The aim of this study was to investigate the effect of almitrine on HPV in anesthetized, open chested dogs. HPV was expressed in terms of flow diversion associated with hypoxic challenge to the left lower lobe (LLL) where LLL and the rest of the lung were separately ventilated. Results showed that the HPV was enhanced by relatively lower doses of almitrine infusion while attenuated by higher doses. Stimulus-response curves (relationship between end-tidal oxygen pressure and LLL blood flow) showed shift to the right, indicating that almitrine induced the pulmonary vasoconstriction dose-dependently at progressively higher end-tidal oxygen tensions during LLL hypoxic challenges. This suggested that almitrine, also enhanced the response of pulmonary vessels to hypoxia. These changes were not found during almitrine vehicle infusion.
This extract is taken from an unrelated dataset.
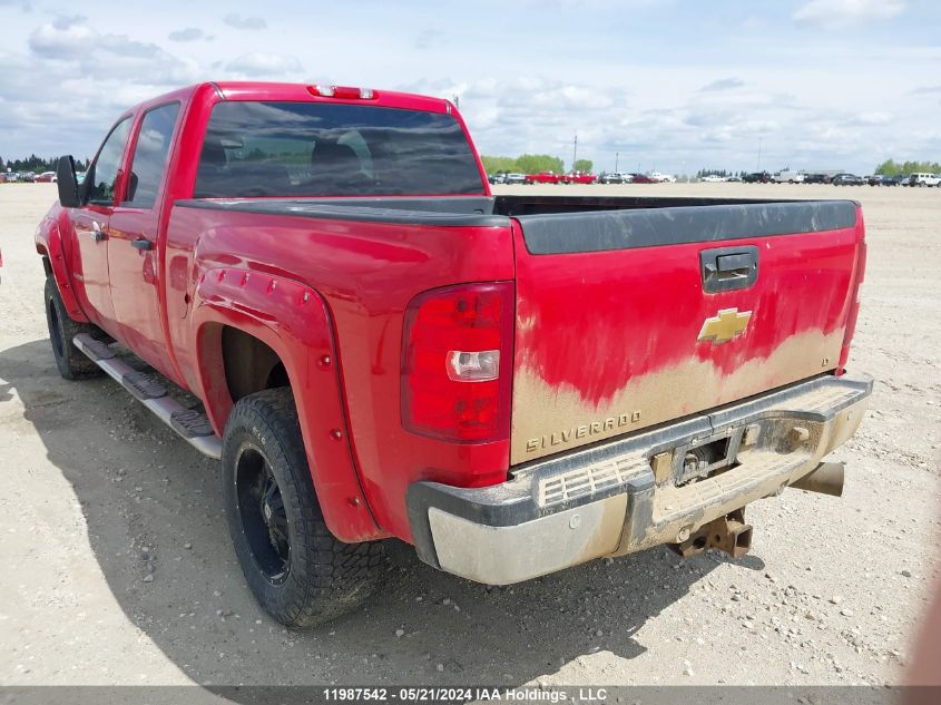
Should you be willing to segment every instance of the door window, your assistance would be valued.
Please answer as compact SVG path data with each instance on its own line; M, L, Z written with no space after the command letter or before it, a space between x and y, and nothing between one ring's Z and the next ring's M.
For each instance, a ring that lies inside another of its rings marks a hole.
M86 175L88 183L86 202L109 206L115 200L115 182L118 178L118 169L121 165L121 155L130 133L130 118L126 117L118 123L105 139L95 163L89 167Z
M171 102L148 110L140 123L137 145L130 164L127 194L121 205L135 208L153 208L157 189L167 169L176 117L179 104Z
Plasma level of 6-keto-PGF1α, the stable metabolite of PGI2 did not show any significant changes after infusion of almitrine. Besides this, following denervation of peripheral chemoreceptors, some dogs showed the same effects as observed in those without chemoreceptor denervation i,e HPV was enhanced by low doses of almitrine and attenuated by higher doses where stimulus-response curves also shifted towards the right. Doxapram, another chemoreceptor stimulant drug did not enhance or attenuate HPV. The effect of almitrine was not influenced by blocking the Ca++ entry through the voltage dependent channel.
It was therefore concluded that vasoconstriction induced by almitrine may be attributed to a direct effect on pulmonary vessels rather than being mediated via the peripheral chemoreceptors.
This study was performed in the Second Department of Internal Medicine, Hiroshima University School of Medicine, under a scholarship granted by the Ministry of Education, Science and Culture (Monbusho), The Government of Japan.